Lead-contaminated dust is the primary cause of lead exposure and can lead to a variety of health problems in young children, including learning disabilities, developmental delays, reduced height and impaired hearing. At higher levels, lead can damage a child's kidneys and central nervous system and cause anemia, coma, convulsions and even death.
If lead-based paint hazards are found in a home, eligible applicants will receive no-cost lead hazard control services. Additionally, nearly $150,000 of the grant will be set aside for UNLV's Healthy Homes specialists to examine and fix preventable health issues within the homes, including:
● Asthma triggers (mold, cockroaches and pests, dust, and dust mites)
● Poisoning hazards (improperly stored medicines, chemicals, and cleaning supplies)
● Unintentional injuries (eliminating fall and trip hazards, repairing stairs, and smoke detectors)
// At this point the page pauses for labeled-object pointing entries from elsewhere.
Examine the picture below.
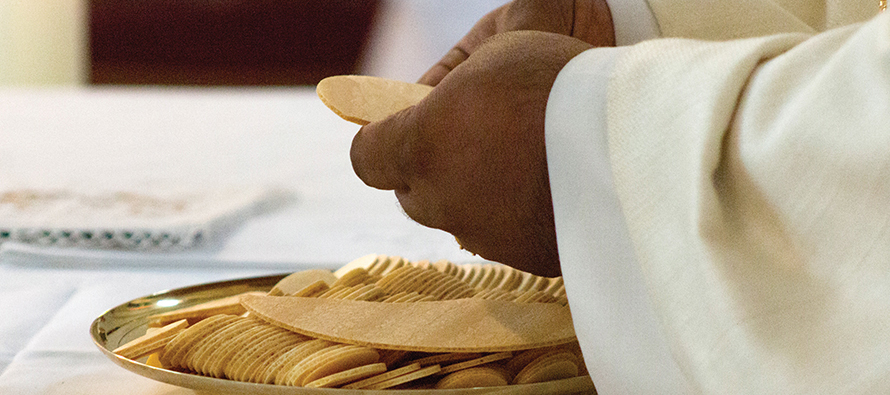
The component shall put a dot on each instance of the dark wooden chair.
(226, 42)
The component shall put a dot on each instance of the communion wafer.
(347, 376)
(363, 99)
(476, 362)
(229, 305)
(480, 376)
(177, 349)
(343, 359)
(295, 282)
(435, 326)
(554, 365)
(213, 348)
(384, 376)
(152, 341)
(317, 288)
(277, 373)
(445, 358)
(405, 378)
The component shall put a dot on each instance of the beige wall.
(43, 42)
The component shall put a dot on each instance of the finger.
(452, 59)
(378, 152)
(592, 23)
(484, 28)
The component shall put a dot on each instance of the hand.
(470, 158)
(586, 20)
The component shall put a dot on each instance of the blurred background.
(225, 42)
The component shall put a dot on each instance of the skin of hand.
(587, 20)
(470, 158)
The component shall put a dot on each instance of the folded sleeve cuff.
(633, 21)
(625, 349)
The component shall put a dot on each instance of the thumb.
(379, 151)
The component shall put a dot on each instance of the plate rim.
(580, 384)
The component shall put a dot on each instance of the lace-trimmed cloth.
(125, 220)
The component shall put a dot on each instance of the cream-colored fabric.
(755, 179)
(724, 20)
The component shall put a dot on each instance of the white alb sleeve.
(623, 344)
(633, 21)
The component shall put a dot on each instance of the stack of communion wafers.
(379, 322)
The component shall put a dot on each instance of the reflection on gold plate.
(130, 320)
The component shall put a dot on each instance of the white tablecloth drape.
(152, 139)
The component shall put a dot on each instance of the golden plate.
(130, 320)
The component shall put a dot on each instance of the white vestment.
(723, 207)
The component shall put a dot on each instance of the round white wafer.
(362, 99)
(347, 376)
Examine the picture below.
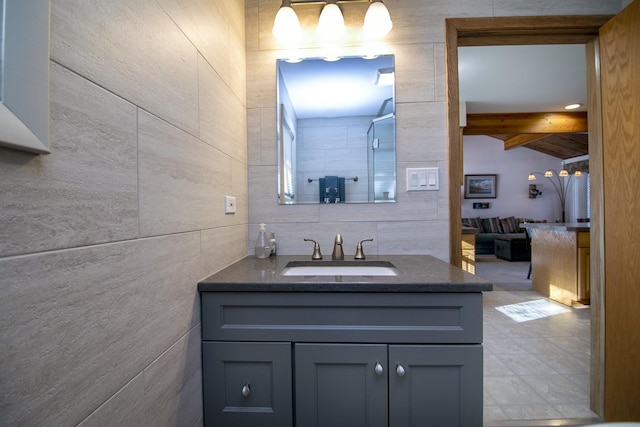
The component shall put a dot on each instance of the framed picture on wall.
(480, 186)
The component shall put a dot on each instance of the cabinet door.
(435, 385)
(247, 384)
(341, 385)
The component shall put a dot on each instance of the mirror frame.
(24, 75)
(282, 122)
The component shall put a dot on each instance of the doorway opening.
(525, 31)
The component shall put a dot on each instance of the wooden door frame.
(529, 31)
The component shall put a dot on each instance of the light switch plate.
(229, 204)
(423, 179)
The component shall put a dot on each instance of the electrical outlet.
(229, 204)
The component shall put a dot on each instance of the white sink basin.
(339, 268)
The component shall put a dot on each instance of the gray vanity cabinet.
(247, 384)
(338, 359)
(435, 382)
(341, 385)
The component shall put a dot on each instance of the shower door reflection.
(381, 159)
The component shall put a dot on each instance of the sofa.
(490, 228)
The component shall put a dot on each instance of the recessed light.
(572, 106)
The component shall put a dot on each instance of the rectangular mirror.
(336, 130)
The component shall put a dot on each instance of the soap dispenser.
(263, 249)
(272, 244)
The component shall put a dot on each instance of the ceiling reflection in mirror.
(336, 130)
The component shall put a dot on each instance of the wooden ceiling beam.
(516, 141)
(518, 123)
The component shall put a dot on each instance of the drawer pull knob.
(246, 390)
(379, 370)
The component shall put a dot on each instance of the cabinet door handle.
(379, 370)
(246, 390)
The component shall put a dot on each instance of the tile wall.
(419, 222)
(102, 242)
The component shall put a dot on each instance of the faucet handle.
(316, 249)
(359, 252)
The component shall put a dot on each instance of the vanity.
(317, 349)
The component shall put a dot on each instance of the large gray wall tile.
(85, 191)
(132, 48)
(81, 323)
(173, 384)
(183, 180)
(223, 122)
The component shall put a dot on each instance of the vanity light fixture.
(286, 26)
(572, 106)
(331, 22)
(377, 21)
The Las Vegas Lead Hazard Control and Healthy Homes Program may be able to replace air filters, repair leaky pipes, install smoke and carbon monoxide detectors, and in some cases conduct structural repair.
UNLV's Department of Environmental and Occupational Health, within the School of Community Health Sciences, has broad experience in addressing environmental health hazards in community housing through numerous projects supported by the Centers for Disease Control and Prevention and the Environmental Protection Agency.
Since 2006, the department has led a consortium of city and county housing and health authorities, and other public and private partners in developing a healthy homes strategic plan for Clark County. Major initiatives include the Clark County Childhood Lead Poisoning Prevention Program to reduce childhood lead poisoning. The department is also a certified Environmental Protection Agency Lead Training Center, educating health inspectors, contractors, and environmental health specialists on the hazards of lead, as well as testing and abatement of lead.